Les Pièges de la Dictée
La dictée en CE1, c'était un véritable champ de mines orthographiques. Chaque mot était un piège potentiel. Voici quelques exemples :
- Les accords sujet-verbe : Le cauchemar de tout écolier. "Ils mangent", "Elle mange" : une simple lettre qui change tout ! De quoi devenir fou.
- Les homophones : "Et" ou "est" ? "A" ou "à" ? Des questions existentielles qui pouvaient décider du sort de votre dictée.
- Les mots difficiles : "Aujourd'hui", "immédiatement", "hippopotame"... Des mots longs, compliqués, avec des lettres muettes partout. Une torture.
- Le silence de la maîtresse : Un silence angoissant, qui pouvait signifier deux choses : soit elle attendait que vous réfléchissiez (peu probable), soit elle vous laissait mijoter dans votre propre jus d'ignorance avant de vous asséner le coup de grâce.
Et puis, il y avait les stratégies de survie. Les petits trucs pour essayer de s'en sortir :
- L'écoute attentive : Essayer de décortiquer chaque son, chaque intonation. Parfois, ça marchait. Parfois, on entendait juste le bourdonnement de la mouche qui tournait autour de la lampe.
- Le bluff : Écrire un mot au hasard en espérant que ça passe. Une technique risquée, mais qui pouvait parfois rapporter gros (surtout si la maîtresse était fatiguée).
- La triche (interdite, bien sûr !) : Jeter un coup d'œil discret sur la feuille du voisin. Une pratique dangereuse, qui pouvait vous valoir une punition mémorable.
- La prière : Fermer les yeux, joindre les mains et implorer les dieux de l'orthographe. Une méthode désespérée, mais qui ne coûte rien d'essayer.
L'Après-Dictée : Le Jugement Dernier
Une fois la dictée terminée, venait l'heure de la correction. Le moment où l'on découvrait l'ampleur des dégâts. Le nombre de fautes. Les ratures. Les mots illisibles.

La maîtresse passait dans les rangs, un stylo rouge à la main, tel un juge impitoyable. Chaque faute était soulignée, chaque erreur était pointée du doigt. Parfois, on avait l'impression qu'elle prenait un malin plaisir à massacrer notre travail. Mais au fond, on savait qu'elle le faisait pour notre bien (enfin, c'est ce qu'on se disait pour ne pas trop déprimer).

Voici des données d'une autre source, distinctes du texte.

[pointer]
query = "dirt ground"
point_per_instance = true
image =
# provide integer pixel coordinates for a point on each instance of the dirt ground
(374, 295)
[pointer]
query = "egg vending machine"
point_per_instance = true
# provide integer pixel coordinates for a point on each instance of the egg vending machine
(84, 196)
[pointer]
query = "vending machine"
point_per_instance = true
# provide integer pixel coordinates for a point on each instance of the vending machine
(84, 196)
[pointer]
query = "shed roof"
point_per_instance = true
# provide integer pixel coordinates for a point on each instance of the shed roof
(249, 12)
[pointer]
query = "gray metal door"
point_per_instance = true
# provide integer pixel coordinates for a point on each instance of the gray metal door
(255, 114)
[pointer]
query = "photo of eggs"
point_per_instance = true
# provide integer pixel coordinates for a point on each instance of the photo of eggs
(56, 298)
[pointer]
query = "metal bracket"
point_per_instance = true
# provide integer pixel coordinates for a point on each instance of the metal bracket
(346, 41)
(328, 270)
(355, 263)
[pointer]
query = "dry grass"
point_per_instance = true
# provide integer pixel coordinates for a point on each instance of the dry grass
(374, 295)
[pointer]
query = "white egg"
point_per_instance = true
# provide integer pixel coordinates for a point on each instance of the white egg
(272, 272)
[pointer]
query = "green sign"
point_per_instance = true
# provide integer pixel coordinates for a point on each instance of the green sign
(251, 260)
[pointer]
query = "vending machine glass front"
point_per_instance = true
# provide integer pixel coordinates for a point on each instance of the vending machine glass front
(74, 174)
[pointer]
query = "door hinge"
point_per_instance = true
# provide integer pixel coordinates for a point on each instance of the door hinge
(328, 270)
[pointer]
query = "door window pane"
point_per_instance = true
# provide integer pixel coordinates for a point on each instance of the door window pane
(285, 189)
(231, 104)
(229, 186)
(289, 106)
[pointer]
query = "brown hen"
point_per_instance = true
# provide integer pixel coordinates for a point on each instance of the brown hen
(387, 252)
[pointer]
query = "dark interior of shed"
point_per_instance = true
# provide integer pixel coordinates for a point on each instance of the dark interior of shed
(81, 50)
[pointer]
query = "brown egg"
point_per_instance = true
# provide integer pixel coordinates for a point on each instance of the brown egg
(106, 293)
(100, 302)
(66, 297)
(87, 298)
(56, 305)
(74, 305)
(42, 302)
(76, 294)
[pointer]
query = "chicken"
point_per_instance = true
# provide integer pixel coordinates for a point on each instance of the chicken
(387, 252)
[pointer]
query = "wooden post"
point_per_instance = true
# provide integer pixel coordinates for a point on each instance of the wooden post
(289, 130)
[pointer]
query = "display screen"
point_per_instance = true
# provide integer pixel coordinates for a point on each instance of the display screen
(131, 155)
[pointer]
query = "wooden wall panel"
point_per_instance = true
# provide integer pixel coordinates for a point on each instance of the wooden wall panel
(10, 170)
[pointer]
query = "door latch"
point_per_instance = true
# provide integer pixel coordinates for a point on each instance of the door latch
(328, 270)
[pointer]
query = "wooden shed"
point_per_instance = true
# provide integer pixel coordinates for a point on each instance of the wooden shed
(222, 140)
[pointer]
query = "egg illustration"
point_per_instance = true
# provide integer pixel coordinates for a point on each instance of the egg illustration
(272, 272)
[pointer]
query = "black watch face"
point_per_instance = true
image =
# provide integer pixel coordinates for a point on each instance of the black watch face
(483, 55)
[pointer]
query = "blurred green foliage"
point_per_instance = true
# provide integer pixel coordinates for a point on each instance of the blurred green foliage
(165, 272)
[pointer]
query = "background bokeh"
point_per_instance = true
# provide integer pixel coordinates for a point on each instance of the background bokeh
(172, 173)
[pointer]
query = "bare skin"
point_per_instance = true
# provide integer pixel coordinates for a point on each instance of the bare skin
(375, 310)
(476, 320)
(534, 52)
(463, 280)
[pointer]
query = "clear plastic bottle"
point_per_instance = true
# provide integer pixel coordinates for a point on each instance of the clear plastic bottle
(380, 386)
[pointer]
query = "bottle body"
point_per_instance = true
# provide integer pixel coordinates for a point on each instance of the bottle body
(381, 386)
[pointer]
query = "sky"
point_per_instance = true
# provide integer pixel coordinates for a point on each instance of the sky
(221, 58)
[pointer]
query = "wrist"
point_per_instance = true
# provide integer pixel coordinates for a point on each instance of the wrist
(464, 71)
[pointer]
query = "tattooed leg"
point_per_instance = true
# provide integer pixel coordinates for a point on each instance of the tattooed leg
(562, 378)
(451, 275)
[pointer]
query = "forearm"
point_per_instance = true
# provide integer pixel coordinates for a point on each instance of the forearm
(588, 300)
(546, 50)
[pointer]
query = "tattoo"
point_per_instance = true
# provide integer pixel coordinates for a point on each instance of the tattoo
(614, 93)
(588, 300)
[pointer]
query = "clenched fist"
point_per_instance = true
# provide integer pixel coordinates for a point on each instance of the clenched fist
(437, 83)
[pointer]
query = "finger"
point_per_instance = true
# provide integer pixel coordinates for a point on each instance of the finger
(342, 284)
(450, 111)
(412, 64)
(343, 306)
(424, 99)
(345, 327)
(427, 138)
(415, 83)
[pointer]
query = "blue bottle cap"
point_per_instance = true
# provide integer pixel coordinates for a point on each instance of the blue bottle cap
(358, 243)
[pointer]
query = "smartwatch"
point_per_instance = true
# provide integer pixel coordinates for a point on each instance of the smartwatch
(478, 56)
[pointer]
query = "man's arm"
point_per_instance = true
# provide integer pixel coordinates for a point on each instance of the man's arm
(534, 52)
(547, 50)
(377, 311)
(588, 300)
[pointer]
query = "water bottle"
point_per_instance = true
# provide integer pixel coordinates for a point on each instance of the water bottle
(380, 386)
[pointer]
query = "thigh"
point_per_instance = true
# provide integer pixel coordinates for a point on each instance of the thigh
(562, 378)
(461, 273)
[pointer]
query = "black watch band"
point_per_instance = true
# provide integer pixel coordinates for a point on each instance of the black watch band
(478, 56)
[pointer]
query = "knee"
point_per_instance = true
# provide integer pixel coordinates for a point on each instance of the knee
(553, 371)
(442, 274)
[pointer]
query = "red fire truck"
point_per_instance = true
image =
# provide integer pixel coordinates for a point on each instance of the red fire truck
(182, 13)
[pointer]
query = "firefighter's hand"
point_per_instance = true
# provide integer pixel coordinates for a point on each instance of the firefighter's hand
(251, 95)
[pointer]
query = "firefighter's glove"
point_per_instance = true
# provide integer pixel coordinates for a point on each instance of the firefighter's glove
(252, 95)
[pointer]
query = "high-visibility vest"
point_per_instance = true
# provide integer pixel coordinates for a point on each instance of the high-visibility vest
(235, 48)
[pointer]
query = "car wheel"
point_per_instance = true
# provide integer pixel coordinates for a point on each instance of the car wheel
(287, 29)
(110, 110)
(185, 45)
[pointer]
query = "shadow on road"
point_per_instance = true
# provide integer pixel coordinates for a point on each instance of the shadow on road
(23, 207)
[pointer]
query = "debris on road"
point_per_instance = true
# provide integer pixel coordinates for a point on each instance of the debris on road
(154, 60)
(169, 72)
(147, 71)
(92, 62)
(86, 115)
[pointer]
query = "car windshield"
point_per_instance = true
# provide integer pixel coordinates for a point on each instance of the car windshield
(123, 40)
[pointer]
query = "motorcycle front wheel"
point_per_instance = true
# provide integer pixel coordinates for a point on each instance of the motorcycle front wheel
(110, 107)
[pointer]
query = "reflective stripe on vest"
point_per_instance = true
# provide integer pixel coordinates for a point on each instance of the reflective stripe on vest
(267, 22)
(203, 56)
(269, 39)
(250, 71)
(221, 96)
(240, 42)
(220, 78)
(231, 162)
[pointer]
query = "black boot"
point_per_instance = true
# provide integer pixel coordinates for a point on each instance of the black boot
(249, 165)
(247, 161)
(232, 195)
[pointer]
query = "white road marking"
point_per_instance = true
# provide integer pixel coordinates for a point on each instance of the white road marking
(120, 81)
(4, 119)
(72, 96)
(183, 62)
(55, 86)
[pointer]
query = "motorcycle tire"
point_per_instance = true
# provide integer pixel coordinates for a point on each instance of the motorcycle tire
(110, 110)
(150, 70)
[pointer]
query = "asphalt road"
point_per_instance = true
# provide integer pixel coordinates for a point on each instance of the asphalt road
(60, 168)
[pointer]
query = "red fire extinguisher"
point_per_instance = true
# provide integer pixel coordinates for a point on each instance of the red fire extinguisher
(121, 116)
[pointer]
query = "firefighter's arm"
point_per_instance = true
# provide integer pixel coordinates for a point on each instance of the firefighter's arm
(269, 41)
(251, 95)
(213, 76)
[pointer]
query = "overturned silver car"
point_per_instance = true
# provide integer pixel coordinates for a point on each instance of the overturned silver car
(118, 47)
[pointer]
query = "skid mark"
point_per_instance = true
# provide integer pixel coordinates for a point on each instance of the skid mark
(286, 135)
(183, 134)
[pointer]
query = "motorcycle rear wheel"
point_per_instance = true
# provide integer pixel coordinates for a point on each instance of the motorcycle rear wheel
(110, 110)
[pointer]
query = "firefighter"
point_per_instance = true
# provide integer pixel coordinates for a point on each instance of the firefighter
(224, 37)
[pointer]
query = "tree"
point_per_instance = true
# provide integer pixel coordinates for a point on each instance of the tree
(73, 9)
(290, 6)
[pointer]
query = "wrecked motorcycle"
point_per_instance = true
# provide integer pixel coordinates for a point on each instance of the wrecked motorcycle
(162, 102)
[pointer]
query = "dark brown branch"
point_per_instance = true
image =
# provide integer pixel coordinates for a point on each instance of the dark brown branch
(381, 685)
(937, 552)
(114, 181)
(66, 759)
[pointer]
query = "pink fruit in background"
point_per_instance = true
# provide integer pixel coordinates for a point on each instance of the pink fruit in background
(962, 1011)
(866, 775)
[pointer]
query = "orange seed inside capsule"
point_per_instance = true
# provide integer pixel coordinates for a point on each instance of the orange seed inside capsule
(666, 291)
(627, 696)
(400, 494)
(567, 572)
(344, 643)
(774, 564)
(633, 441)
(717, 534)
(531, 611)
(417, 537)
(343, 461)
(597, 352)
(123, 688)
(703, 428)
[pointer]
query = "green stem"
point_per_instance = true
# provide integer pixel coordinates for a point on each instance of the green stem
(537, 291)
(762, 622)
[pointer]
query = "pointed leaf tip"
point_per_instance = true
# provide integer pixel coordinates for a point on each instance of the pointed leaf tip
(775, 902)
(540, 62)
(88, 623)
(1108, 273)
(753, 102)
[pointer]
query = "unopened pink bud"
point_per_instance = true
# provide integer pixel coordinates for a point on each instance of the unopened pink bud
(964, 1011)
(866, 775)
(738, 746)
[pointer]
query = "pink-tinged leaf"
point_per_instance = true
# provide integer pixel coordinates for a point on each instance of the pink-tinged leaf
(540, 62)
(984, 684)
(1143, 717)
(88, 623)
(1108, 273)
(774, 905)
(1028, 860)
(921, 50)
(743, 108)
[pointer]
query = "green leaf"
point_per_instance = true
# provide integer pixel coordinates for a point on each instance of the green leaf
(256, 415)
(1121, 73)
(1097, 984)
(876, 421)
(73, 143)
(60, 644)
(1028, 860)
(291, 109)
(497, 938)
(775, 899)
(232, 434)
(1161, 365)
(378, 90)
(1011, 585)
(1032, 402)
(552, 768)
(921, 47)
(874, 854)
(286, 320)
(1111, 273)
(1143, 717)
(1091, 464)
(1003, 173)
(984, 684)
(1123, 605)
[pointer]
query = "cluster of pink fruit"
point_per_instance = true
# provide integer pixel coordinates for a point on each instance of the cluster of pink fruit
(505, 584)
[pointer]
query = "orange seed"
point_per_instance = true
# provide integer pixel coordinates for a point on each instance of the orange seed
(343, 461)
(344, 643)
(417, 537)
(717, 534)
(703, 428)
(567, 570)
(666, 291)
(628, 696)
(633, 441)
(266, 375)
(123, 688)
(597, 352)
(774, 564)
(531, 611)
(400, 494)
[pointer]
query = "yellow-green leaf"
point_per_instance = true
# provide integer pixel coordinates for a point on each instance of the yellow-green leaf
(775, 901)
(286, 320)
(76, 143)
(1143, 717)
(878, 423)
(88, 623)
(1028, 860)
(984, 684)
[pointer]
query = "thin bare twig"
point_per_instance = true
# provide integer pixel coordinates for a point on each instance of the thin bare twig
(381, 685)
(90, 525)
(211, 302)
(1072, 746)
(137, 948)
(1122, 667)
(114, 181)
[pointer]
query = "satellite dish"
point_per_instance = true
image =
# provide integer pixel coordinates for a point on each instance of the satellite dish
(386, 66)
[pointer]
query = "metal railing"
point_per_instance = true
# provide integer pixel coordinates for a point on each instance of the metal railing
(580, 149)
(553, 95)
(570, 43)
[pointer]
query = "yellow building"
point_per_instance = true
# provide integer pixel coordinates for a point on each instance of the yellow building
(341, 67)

Et puis, il y avait la note. Une note souvent catastrophique, qui venait sanctionner notre incapacité à maîtriser les subtilités de la langue française. Une note que l'on cachait soigneusement à nos parents (ou que l'on falsifiait avec une habileté déconcertante).

Page de Garde et Dictée : Un Mal Nécessaire ?
Alors, la page de garde et la dictée en CE1, traumatisme ou bénédiction ? La question reste ouverte. Mais une chose est sûre : elles ont marqué notre enfance. Elles nous ont appris (parfois dans la douleur) les règles de l'orthographe. Elles nous ont fait comprendre que la langue française était un véritable défi. Et, surtout, elles nous ont donné des histoires à raconter (et à rire) pendant des années.
Alors, la prochaine fois que vous croisez un ancien camarade de CE1, n'hésitez pas à lui parler de la page de garde et de la dictée. Vous verrez, les souvenirs vont remonter à la surface. Et vous pourrez, ensemble, rire de ces moments de galère (tout en vérifiant l'orthographe de vos SMS, par acquis de conscience!). Et si vous voyez un enfant en train de galérer avec une dictée, consolez-le et dites-lui: "Courage, ça passe !" (enfin, presque toujours!).
Et pour finir, une petite pensée émue pour tous les professeurs des écoles qui ont dû corriger des milliers de pages de garde et de dictées. On vous aime ! (même si on vous a parfois détestés).